Search code examples
amazon-web-servicesmessage-queueamazon-sqsmessage-bus

Amazon SQS Dead Letter Queue: Is it really dead letter or poison?


I'm trying to get clarification on what exactly Amazon's SQS Dead Letter Queue is doing.

According to http://aws.typepad.com/aws/2014/01/amazon-sqs-new-dead-letter-queue.html

Dead Letter Queue - The ARN (Amazon Resource Name) of an SQS queue that will receive the messages which were not successfully processed after maximum number of receives by consumers.

Doesn't that sound more like a Poision Queue? The key distinction being that the consumers did receive the message. A dead letter would be when the message is potentially fine, but can't be delivered, probably due to a service outage. http://www.eaipatterns.com/DeadLetterChannel.html

Where as this sounds like the message is being successfully received multiple times, but processing the message fails, which I understand to be the meaning of a Poison Message Queue.

Message Bus vs Queue

Does the Dead Letter Pattern have different meaning in the context of a plain old queue? Since SQS is just a queue, not a message bus, it isn't responsible for delivering messages. Instead it waits for messages to be picked up (requested). So the traditional Dead Letter pattern doesn't really apply since there isn't a message bus attempting to deliver a message and not being able to find a recipient.

Can SQS behave like a message bus?

Is there a way through SQS to set up channels and listeners instead of explicitly polling for messages from the queue?


Solution

  • Good question.

    Based on the definition from the canonical source, which you quoted (citations removed for clarity):

    The specific way a Dead Letter Channel works depends on the specific messaging system’s implementation, if it provides one at all. The channel may be called a “dead message queue” or “dead letter queue.” Typically, each machine the messaging system is installed on has its own local Dead Letter Channel so that whatever machine a message dies on, it can be moved from one local queue to another without any networking uncertainties. This also records what machine the message died on. When the messaging system moves the message, it may also record the original channel the message was supposed to be delivered on.

    ...it's not clear if there's really a difference. I understand what you mean by "poison queue," and your understanding of how SQS works is sound. Semantically, the difference between a DLQ and a PQ -- "undeliverable" in the style of email versus "poison" -- isn't clear to me. Perhaps a PQ is a flavor of a DLQ.

    FWIW, ActiveMQ's redelivery policy uses the same definition of DLQ -- a hybrid DLQ / PQ -- as SQS does.

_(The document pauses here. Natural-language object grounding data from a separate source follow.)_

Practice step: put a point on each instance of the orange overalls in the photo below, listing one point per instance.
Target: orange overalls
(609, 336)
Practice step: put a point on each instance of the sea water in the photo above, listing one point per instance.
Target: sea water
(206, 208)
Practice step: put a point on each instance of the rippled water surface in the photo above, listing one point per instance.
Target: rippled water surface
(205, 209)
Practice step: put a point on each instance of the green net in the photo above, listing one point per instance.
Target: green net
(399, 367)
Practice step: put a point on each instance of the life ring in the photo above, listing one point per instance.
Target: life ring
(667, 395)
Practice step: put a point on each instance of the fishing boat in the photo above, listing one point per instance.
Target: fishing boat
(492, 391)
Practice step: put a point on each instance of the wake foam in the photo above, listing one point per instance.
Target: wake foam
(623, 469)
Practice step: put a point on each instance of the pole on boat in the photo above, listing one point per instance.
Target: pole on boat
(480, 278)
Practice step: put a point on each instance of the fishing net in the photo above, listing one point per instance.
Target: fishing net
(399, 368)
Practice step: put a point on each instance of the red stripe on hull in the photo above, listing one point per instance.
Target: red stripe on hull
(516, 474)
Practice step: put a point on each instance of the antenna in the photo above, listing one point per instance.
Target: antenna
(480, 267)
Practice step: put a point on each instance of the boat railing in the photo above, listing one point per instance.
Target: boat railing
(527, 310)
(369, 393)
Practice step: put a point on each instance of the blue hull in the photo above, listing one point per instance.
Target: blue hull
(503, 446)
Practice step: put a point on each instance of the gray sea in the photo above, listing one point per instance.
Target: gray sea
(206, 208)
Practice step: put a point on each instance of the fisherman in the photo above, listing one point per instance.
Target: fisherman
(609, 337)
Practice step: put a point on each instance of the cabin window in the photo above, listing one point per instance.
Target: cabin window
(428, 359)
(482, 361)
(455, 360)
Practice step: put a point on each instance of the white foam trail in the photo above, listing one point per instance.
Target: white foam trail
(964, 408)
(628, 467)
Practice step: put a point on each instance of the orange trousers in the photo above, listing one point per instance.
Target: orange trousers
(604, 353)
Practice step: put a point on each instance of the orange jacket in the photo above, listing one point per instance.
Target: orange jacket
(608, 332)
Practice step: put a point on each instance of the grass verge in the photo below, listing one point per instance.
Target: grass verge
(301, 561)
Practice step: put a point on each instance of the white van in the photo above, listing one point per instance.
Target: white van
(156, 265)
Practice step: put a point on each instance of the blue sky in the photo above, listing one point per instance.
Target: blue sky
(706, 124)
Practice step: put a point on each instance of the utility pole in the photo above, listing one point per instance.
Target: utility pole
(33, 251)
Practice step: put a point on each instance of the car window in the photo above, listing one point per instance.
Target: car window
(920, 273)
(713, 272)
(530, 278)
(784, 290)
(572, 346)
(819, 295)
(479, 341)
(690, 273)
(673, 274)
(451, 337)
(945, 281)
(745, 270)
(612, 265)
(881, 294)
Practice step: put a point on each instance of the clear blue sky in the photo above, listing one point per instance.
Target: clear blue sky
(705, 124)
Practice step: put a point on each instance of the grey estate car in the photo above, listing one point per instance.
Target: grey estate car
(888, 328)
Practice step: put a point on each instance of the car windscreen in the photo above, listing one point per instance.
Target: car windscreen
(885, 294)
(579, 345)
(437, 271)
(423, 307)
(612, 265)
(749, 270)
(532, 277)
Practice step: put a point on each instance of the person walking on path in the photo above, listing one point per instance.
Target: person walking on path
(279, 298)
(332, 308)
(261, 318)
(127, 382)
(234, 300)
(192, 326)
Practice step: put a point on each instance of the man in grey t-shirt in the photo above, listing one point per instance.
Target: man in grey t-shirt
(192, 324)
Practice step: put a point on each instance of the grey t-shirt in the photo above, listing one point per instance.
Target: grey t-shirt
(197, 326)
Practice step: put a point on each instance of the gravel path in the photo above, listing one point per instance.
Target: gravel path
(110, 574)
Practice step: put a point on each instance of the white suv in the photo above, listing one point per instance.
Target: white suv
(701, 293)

    Can SQS behave like a message bus?

    SQS can't, but there are similar products that can.

    1. Amazon SNS

      SNS (Simple Notification Service) is a generalized publish-subscribe topic system. SNS allows you to create topics, and then register subscribers that receive push notifications. Currently, push notifications can come in the form of HTTP/S, email, SMS, SQS, and mobile device push notifications.

      SNS has a pretty sane retry policy for HTTP/S, but does not support a DLQ or PQ AFAIK.

    2. IronMQ's Push Queues

      IronMQ is another REST-ful message queueing service that is a little more fully-featured than SQS. (True FIFO message ordering, longer delays, and so on, but sadly smaller message sizes.) Push queues allow you to set up push "subscribers," which then receive an HTTP POST any time a new message is put onto the queue.

      If IronMQ fails to deliver a message -- the HTTP POST times out, or your endpoint returns anything but a 2xx -- then it will retry the delivery. If it runs out of retries, then it will put the message onto an error queue -- a combination DLQ and PQ in this case.

      This is probably as close as you're going to get to a true "ESB" in a managed service.

    Of course, then there are true open-source ESBs and SOA frameworks -- MULE, ServiceMix, and so on -- but I don't know nearly enough about what you're trying to do to make any kind of recommendation there. :)